Шрифт:
Водевильная ситуация, — которую даже самый простодушный, лишенный интуиции читатель этого рассказа угадал, едва Бюк нажал на кнопку звонка и выдернул Жозефину из ванны, — столь тривиальна, что перо артачится при одной только мысли о предстоящем описании. А ведь можно было бы немало поведать о поразительной метаморфозе, случившейся за ту секунду, пока дверь открывалась. Двойная обнаженность, в которой было что-то мифологическое, — жизненные силы в действии, порыв, страсть существовать и порождать, красота юных тел, переливы блестящей кожи, рельефность напряженных мышц, сплетенные ноги и руки, усилия для достижения желанною слияния, без конца приближаемою и беспрестанно ускользающею, — сразу же становится постыдной наготой в Эдеме после истории с яблоком.
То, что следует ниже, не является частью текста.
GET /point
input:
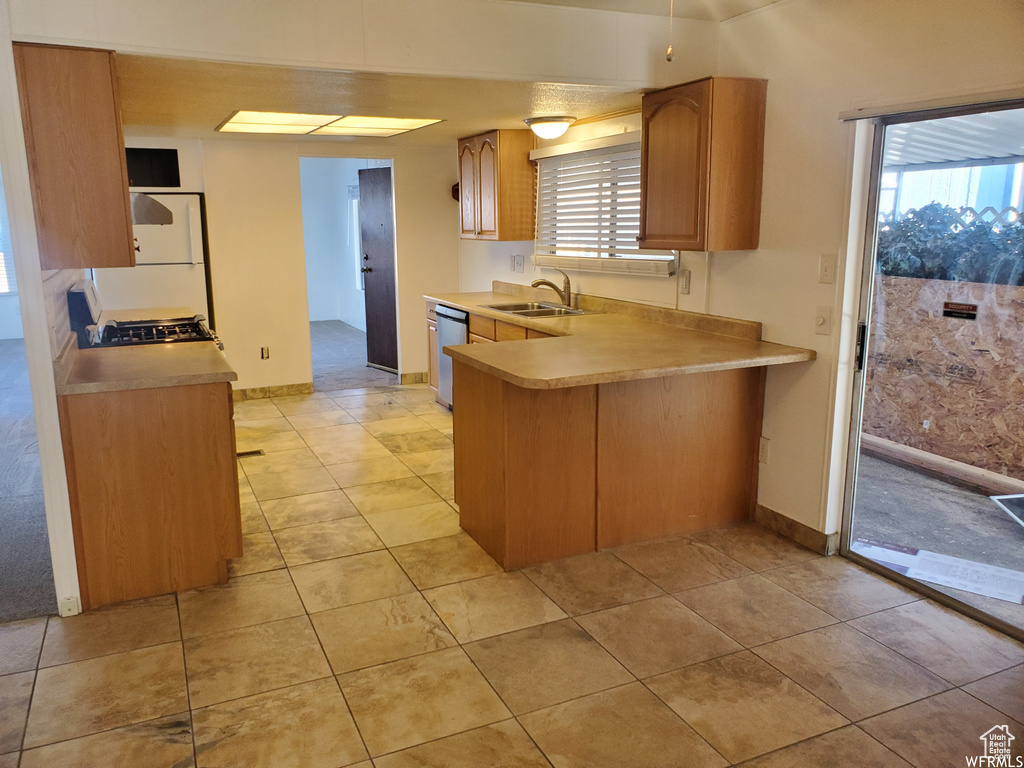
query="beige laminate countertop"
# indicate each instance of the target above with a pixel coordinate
(144, 367)
(606, 347)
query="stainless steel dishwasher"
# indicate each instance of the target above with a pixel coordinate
(453, 329)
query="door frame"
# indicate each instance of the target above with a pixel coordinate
(862, 294)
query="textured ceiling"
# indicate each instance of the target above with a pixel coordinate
(716, 10)
(984, 136)
(186, 97)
Раздвинутые лядви уже не свидетельство доверчивости или приношения в дар, это нижние конечности падали, откинутые на обочине дороги; отныне ритмичное движение чресл, такое же первозданное, как движение светил или миров, есть всего лишь дерганье задницы наяривающего павиана. Открывшаяся дверь, отпрянувшие тела, судорожная попытка прикрыться краем простыни, эдаким фиговым листком, и торжествующая грудь Жозефины — просто какое-то вымя, да и только. Бюк растерянно встает, мощный фалл, который совсем недавно будоражил галактики, превратился в эдакий бесполезный крючок для шляпы, а затем упразднился в какую-то слюнявую дряблость.
Измена.
Вон отсюда, совсем просто говорит Поль-Эмиль, в этот раз оказавшийся на высоте. Он возвращается к инструменту; играет слишком громко, чтобы не слышать возню, сборы, хлопанье двери.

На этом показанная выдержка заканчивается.